Study from the University of Colorado Anschutz Medical Campus breaks down barriers to glucose monitoring in primary care clinics
A new study from the University of Colorado Anschutz Medical Campus shows that primary care clinics can successfully help patients start using continuous glucose monitors (CGMs), which track blood sugar levels in real time.
The study was published today in BMC Primary Care.
In the study, 76 primary care practices in Colorado explored two different approaches to help practices start using continuous glucose monitors (CGMs) with their patients. Some practices chose a self-guided option using educational tools developed by the American Academy of Family Physicians, while others referred patients to a virtual CGM initiation service run by a team of primary care-based healthcare professionals who were part of the research team. Practices with in-house diabetes care and education specialists, formerly known as diabetes educators, were more likely to choose the self-guided route, while those without specialists preferred the study's virtual service. Other than this difference, the practices were largely similar.
'Novel approaches can be developed to share resources'
"This is great news for people with diabetes, especially those who don't have easy access to a diabetes specialist," said Kimberly Wiggins, MA, MEd, the lead author on the study and an instructor in family medicine at the University of Colorado School of Medicine. "It shows that novel approaches can be developed to share resources, including diabetes care and education specialists, to start patients on CGM and then transition them back to their primary care practice."
One of the unique parts of this study was that it was "primary care helping primary care," all of the healthcare professionals that were part of the virtual CGM initiation service were based in primary care.
CGMs are small devices that track a person's blood sugar day and night. They reduce or eliminate the need for finger-prick checks and help people better understand how food, physical activity, stress, and medication affect their blood sugar. This can lead to better health, fewer complications, and a better quality of life.

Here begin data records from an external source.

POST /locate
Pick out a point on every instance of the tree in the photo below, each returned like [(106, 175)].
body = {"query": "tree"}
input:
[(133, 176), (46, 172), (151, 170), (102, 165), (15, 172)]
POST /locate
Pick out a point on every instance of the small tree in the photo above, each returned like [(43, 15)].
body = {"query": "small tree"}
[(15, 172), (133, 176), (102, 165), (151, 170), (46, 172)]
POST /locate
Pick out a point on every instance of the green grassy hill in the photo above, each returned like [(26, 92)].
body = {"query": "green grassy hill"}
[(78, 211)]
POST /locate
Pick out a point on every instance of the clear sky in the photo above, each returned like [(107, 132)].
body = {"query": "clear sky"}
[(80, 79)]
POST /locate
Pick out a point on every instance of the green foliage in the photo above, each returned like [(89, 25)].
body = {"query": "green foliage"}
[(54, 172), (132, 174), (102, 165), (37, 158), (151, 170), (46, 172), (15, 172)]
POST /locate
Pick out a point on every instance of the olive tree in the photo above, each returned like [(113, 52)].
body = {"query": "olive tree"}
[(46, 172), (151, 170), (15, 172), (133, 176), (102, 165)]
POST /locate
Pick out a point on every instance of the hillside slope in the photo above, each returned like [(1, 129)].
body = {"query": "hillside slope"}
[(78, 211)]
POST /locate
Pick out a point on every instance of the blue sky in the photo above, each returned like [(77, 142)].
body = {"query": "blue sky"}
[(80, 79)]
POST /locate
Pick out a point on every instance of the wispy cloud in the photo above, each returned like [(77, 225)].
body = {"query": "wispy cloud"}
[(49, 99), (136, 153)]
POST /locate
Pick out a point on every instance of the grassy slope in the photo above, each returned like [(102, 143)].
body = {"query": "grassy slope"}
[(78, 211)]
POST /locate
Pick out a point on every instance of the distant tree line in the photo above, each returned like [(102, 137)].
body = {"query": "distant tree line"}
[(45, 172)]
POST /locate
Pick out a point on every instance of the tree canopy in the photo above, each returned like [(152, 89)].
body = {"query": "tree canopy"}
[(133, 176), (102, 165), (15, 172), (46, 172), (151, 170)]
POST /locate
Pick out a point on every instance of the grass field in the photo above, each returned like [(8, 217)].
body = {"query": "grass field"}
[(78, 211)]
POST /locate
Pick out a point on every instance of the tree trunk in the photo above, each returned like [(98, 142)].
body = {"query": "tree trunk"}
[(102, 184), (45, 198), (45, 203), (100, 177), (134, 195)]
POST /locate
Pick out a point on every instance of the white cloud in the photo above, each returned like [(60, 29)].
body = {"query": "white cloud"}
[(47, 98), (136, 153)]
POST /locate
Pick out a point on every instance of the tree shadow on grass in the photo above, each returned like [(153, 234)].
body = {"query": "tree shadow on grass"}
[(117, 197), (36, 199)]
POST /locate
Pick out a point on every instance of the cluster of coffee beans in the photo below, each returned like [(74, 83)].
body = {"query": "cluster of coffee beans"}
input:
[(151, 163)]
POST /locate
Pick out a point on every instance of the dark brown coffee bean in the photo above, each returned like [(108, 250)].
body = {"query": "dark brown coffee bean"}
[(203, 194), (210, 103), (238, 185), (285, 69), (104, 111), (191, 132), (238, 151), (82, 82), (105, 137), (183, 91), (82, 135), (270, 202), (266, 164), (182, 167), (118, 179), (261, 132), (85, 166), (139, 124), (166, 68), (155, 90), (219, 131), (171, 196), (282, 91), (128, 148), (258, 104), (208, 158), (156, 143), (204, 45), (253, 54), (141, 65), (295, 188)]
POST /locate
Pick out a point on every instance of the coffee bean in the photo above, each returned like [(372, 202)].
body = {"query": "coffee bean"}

Despite these benefits, fewer than half of primary care doctors in the U.S. have ever prescribed a CGM.
"Our goal was to find practical approaches to help primary care clinics offer CGMs to their patients," said Tamara Oser, MD, senior author of the study and professor and Director of the Primary Care Diabetes Lab in the Department of Family Medicine at the University of Colorado School of Medicine. "We found that both methods worked. Even clinics without in-house diabetes experts were able to successfully offer CGM by using the remote option."
Helpful for those in rural areas, experience insurance challenges or face long wait times
Oser said this is especially helpful for people who can't easily see a diabetes specialist because they live in rural areas, experience insurance challenges or face long wait times.
"This approach gives more people access to life-changing technology that is now the standard of care for many people with type 1 or type 2 diabetes, no matter where they live or what kind of clinic they go to. This is another huge step in better treatment for the 38 million people living with diabetes in the U.S.," said Oser.
The study is part of a larger effort to find ways to make diabetes care more available and more effective through primary care clinicians rather than relying solely on subspecialists. Researchers hope it will lead to more widespread use of CGMs and thereby help people more easily achieve their diabetes management goals.